Goldman Sachs Equity Research has increased the 12-month target price of the shares of Reliance Industries to Rs 1,850 per share. The equity research firm also raised the earnings estimate for financial year 2021-22.
On Wednesday, shares of RIL on the BSE closed at Rs 1,552.55, lower by Rs 26.30 or 1.67 per cent.
The positive comes on the back of expectation of stronger growth in the telecom segment, with higher revenue and strong subscriber base among others.
“We raise our earnings estimates for FY21/22E and 12-month target price to Rs 1,850 (from Rs 1,635) mainly on our expectation for stronger growth in the telecom business, driven by a higher ARPU from potential tariff hikes coupled with continued strong subscriber addition momentum (44 per cent market share by FY22E),” Goldman Sachs said in a research note.
“We maintain our positive view on the stock given: sharp sequential acceleration in refining margins due to International Maritime Organisation’s (IMO) 2020 regulations and accelerating global GDP driving tight diesel markets,” it added.
“Continued high growth in consumer-focused businesses, which we estimate to grow at 50 per cent FY19-22E CAGR; and significant improvement in FCF (free cash flow) and asset monetisation leading to deleveraging. Our FY20/21E EBITDA is 7 per cent/20 per cent above Bloomberg consensus. Reiterate Buy (on CL),” the research note said.
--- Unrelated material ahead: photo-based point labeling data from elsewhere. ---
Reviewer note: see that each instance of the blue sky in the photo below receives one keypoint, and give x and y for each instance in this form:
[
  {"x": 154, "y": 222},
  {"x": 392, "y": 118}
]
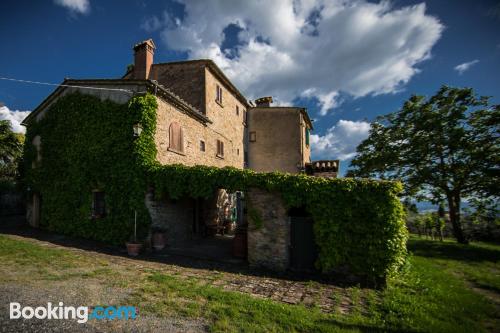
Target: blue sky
[{"x": 346, "y": 61}]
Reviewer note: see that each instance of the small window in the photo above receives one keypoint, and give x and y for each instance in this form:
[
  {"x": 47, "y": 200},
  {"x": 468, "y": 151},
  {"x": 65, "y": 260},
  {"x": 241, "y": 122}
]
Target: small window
[
  {"x": 220, "y": 148},
  {"x": 37, "y": 141},
  {"x": 218, "y": 94},
  {"x": 176, "y": 138},
  {"x": 98, "y": 205}
]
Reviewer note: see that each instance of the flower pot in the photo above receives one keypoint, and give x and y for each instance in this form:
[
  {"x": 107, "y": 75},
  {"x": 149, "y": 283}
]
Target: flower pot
[
  {"x": 159, "y": 240},
  {"x": 133, "y": 249}
]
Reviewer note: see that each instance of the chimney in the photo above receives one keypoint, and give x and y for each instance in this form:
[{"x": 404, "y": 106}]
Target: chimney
[
  {"x": 264, "y": 101},
  {"x": 143, "y": 59}
]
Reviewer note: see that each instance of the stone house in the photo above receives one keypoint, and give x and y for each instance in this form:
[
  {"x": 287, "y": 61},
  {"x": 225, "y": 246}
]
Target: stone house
[{"x": 203, "y": 119}]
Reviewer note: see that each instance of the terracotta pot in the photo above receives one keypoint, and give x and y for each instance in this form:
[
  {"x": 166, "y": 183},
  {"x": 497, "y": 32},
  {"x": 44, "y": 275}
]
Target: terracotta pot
[
  {"x": 133, "y": 249},
  {"x": 159, "y": 240}
]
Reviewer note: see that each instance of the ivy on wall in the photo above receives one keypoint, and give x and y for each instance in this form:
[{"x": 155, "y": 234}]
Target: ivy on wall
[
  {"x": 358, "y": 223},
  {"x": 87, "y": 144}
]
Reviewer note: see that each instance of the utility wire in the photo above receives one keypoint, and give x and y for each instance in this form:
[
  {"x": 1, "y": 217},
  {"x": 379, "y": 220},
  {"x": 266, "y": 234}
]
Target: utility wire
[{"x": 65, "y": 85}]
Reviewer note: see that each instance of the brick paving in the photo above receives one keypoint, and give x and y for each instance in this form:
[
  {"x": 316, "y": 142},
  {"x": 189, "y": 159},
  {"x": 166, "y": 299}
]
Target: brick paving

Further, it expects Reliance Jio to benefit the most from the recent tariff hike announced by all the three private telecom operators. It said that among the three operators, Jio is most likely to witness the highest increase in average revenue per user (ARPU).
“We believe Jio is likely to see the highest increase in ARPU/revenue from the recent tariff hikes, due to a large proportion of smartphone users in its base. Coupled with Jio’s strong subscriber addition momentum, we believe the company’s market share can continue to expand, and reach 44 per cent by FY22E, from 35 per cent in 2Q20,” the note said.
It also said that complex refiners will be the biggest beneficiaries of IMO 2020 regulations and RIL, with the highest refining complexity, is well positioned to benefit from the same. Shipping companies have to adhere to the IMO’s low sulphur fuel regulations starting January 1. The regulations 2020 mandate reduction in sulphur content of bunker fuel to less than 0.5 per cent from 3.5 per cent to reduce sulphur dioxide emissions globally.
RIL’s refinery has the complexity of 20, which means it can break the heaviest of crude into sweet crude saving on price due to light heavy differentials and increased demand from the shipping companies.
“We expect GRMs (gross refining mining) for RIL to rise sharply from last quarter’s level of $9.4/bbl to our FY21 forecast of $14.5/bbl. This improvement in GRMs is driven by IMO 2020 and accelerating global GDP driving tight diesel markets; reducing headwinds from heavy crude sourcing as lower demand of heavy and sour crude would start to offset declining supply; and benefits accruing from the petcoke gasification project,” it said.